Reflections on Friendship
Friends come and friends go.
Some friends are there when you need them the most.
My first best friend was Gary in the fourth grade. We would visit each other’s homes after school, occasional sleepovers. Eventually, we went to different schools but we stayed connected through scouts. His father was the scoutmaster.
Some 20 years later I saw him walking on a downtown street. He worked for a mortgage company near where I worked at an advertising agency. We chatted.
Another 10 years later, at a home and garden show, I spotted him from a distance but lost him in the crowd. Gary was gone.
My high school was small, as was my class. There were 68 of us in the Class of ’68…imagine that. And we’re all 68 years old!
Many high school friends have stayed local. We remain speaking acquaintances. Others moved away, some have been found for our 50th reunion this fall. Others are yet to be located.
One close high school friend is now an Episcopal priest in Oregon. Another is still to be located. I had lunch with the class president last summer. We have known each other since elementary school and a shared a religion which both of us have since abandoned.
A group of friends hung out together in college. We worked on the student newspaper, double-dated together. One of those friends, Barbara, has been around Richmond and we occasionally run into each other. Two found me on Facebook, Mary lives in Richmond and Diane is in Pennsylvania.
After college, I moved to a small college town to work on the local newspaper. I met two other guys my age, Jim and Steve. They were teachers and I was a reporter. We became such close friends that we referred to ourselves as the Three Musketeers. I was both of their weddings. We have lost touch over the years.
In the last 25 years, I have developed one friend, Marc, who has been there with me through the death of my parents, several surgeries, job changes, and multiple moves.
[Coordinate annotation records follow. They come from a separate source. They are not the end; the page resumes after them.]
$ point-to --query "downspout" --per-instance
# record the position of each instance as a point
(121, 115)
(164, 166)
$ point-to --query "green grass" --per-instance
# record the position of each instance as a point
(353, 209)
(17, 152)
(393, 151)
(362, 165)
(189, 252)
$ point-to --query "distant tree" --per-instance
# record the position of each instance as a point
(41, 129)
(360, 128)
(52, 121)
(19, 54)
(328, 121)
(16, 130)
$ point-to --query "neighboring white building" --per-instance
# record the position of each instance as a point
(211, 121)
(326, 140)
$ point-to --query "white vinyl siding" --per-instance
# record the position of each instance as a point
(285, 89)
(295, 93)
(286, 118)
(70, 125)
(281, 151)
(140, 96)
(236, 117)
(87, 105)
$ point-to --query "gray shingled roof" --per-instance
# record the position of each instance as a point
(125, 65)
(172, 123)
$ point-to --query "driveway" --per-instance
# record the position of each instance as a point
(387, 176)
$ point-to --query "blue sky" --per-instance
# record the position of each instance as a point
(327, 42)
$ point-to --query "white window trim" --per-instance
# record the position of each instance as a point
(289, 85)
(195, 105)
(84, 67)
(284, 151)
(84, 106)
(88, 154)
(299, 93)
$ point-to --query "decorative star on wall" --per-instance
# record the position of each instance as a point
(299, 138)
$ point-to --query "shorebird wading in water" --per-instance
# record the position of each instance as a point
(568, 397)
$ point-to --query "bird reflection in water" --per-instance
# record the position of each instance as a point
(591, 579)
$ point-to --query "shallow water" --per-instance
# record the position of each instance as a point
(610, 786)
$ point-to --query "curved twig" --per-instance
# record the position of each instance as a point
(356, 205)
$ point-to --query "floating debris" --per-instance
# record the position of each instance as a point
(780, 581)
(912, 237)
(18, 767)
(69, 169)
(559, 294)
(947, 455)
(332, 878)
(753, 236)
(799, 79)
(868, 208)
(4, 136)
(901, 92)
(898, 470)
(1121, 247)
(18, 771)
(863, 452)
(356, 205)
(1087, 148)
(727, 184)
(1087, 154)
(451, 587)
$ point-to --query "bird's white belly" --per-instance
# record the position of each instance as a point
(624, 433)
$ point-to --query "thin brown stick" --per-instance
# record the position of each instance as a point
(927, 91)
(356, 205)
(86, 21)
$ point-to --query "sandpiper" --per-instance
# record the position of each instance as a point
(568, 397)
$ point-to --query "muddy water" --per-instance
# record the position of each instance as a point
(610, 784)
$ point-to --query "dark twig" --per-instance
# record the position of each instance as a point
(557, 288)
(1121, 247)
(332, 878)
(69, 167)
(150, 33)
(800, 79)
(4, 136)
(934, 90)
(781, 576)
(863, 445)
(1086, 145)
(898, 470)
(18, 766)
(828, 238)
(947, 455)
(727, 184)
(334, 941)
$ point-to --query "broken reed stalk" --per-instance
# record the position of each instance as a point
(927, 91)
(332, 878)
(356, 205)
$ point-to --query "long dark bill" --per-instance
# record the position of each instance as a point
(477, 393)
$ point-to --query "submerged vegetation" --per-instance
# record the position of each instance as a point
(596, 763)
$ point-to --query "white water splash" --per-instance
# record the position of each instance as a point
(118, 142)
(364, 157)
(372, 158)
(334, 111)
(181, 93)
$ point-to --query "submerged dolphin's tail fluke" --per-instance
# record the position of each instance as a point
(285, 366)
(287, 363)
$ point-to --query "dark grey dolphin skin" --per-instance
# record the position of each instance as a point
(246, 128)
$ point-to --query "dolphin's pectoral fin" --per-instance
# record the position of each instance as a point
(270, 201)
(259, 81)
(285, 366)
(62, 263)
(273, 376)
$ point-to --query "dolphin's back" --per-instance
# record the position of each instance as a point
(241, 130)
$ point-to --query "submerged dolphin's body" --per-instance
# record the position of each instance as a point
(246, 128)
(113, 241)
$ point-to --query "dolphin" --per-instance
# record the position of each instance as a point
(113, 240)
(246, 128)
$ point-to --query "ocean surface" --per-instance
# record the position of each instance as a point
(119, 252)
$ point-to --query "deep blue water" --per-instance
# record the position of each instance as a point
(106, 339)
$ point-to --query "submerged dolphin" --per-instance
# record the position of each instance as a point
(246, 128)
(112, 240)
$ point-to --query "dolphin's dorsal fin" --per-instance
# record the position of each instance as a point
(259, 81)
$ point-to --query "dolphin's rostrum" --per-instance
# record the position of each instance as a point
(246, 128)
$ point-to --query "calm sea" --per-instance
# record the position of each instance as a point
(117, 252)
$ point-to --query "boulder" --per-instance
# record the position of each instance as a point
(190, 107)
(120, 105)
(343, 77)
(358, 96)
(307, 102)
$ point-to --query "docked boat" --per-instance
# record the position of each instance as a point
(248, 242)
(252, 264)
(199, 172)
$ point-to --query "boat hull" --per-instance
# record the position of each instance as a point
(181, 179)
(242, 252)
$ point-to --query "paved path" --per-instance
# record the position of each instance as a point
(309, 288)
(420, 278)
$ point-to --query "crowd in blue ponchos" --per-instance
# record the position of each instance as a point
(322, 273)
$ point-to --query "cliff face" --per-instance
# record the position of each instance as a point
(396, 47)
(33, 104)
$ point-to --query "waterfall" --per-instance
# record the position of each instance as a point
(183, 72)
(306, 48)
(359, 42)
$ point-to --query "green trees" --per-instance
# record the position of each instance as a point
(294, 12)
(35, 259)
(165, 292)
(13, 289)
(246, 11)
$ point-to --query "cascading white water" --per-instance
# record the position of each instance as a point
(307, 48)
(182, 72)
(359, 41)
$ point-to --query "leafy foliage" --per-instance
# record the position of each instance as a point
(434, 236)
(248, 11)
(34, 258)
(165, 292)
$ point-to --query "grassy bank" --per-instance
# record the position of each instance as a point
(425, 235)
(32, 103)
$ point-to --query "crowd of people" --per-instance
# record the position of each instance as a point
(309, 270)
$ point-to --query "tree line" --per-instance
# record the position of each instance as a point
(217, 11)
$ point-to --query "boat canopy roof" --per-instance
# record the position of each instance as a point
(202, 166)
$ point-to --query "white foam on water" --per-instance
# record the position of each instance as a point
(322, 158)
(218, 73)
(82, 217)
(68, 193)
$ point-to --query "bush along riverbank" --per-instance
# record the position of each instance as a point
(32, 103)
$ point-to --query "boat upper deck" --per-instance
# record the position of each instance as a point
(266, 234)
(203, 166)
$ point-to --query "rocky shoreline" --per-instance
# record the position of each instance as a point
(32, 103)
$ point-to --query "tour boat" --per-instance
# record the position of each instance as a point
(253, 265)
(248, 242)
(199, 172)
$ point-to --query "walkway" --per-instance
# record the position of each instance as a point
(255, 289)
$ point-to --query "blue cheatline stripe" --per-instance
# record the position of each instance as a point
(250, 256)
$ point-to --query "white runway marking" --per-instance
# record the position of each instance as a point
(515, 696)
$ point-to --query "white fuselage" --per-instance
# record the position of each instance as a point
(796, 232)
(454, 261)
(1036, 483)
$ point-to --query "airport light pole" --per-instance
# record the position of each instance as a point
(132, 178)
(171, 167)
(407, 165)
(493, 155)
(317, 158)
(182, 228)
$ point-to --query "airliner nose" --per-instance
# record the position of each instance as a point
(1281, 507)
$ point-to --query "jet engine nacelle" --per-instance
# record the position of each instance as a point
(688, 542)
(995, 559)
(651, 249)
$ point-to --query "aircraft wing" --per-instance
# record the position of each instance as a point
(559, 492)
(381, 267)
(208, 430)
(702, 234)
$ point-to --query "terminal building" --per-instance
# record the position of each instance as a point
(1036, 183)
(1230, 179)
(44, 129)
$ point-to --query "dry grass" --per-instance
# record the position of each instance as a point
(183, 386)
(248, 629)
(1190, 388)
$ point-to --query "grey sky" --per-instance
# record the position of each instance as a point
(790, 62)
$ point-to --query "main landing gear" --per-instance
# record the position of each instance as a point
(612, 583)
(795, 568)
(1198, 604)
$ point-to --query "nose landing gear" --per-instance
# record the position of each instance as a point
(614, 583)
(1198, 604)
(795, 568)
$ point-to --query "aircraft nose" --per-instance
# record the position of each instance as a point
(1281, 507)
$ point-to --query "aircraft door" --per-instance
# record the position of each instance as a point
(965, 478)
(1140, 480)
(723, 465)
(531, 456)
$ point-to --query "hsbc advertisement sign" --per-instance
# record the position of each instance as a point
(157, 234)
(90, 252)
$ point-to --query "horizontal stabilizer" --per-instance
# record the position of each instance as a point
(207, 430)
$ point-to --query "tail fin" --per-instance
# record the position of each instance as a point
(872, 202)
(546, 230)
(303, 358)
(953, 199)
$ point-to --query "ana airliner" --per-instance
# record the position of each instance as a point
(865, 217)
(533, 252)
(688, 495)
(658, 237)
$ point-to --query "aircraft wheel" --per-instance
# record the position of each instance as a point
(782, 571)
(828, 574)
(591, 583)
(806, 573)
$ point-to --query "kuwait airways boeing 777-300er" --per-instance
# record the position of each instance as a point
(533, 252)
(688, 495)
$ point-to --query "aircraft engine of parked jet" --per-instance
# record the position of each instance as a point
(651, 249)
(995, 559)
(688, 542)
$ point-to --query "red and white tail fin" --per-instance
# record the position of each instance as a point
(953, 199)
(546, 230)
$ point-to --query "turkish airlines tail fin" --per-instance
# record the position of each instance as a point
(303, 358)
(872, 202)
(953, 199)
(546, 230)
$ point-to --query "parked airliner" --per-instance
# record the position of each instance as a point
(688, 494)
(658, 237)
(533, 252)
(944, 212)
Recently, friends came to the rescue.
On an August Monday, a friend Brian and I went out for afternoon coffee. I am his sponsor in a recovery program. It was one of the few clear sunny but not too hot days this summer without rain. We sat in the sidewalk seating area outside the cafe, talking and sharing.
I mentioned my meager income status and how my car, a reliable friend, was aging and I had no idea how to replace it.
We left the café. I was driving him back to his place. We stopped at a red light at a large intersection. The light turned green and I proceeded forward.
A black car plowed into the front passenger fender wheel area of my car.
We are being pushed toward a green post on the far left corner of the intersection. If that pole comes down, it will crush us, I thought.
We came to an abrupt stop. My bottom lip is split open, dripping blood down my clothes. My passenger friend is moaning.
Two women come to the car. “Don’t move,” they said. “We called the police and ambulance.”
With bleeding mouth, I was able to call best friend Marc.
Within minutes, police and rescue arrived. I walked to an ambulance that took me to one hospital. I assumed my friend was going to another hospital where he has special coverage.
That hospital couldn’t take any more ambulances so he called another recovering friend, Rob, who lives about a mile away and had just gotten home from work.
Rob had been on a restricted license and a vehicle monitoring device which has just been removed two days earlier. He was now free to take the injured friend to the hospital.
He and a third recovering friend, Gerald, then rushed across town to visit me in another hospital in time to watch the physician’s assistant sew up my split lip. “Could you sew both lips together?” quipped one such friend!
Long-time friend Marc was there. He took me home and lent me one of his vehicles.
Injured passenger friend Brian went into surgery two days later to implant steel rods in his lower left leg. He will need long-term recovery and rehabilitation services.
He will need friends and support around him as he approaches his first sobriety anniversary.
We will be there for him.
(P.S. Best friend car did not survive!)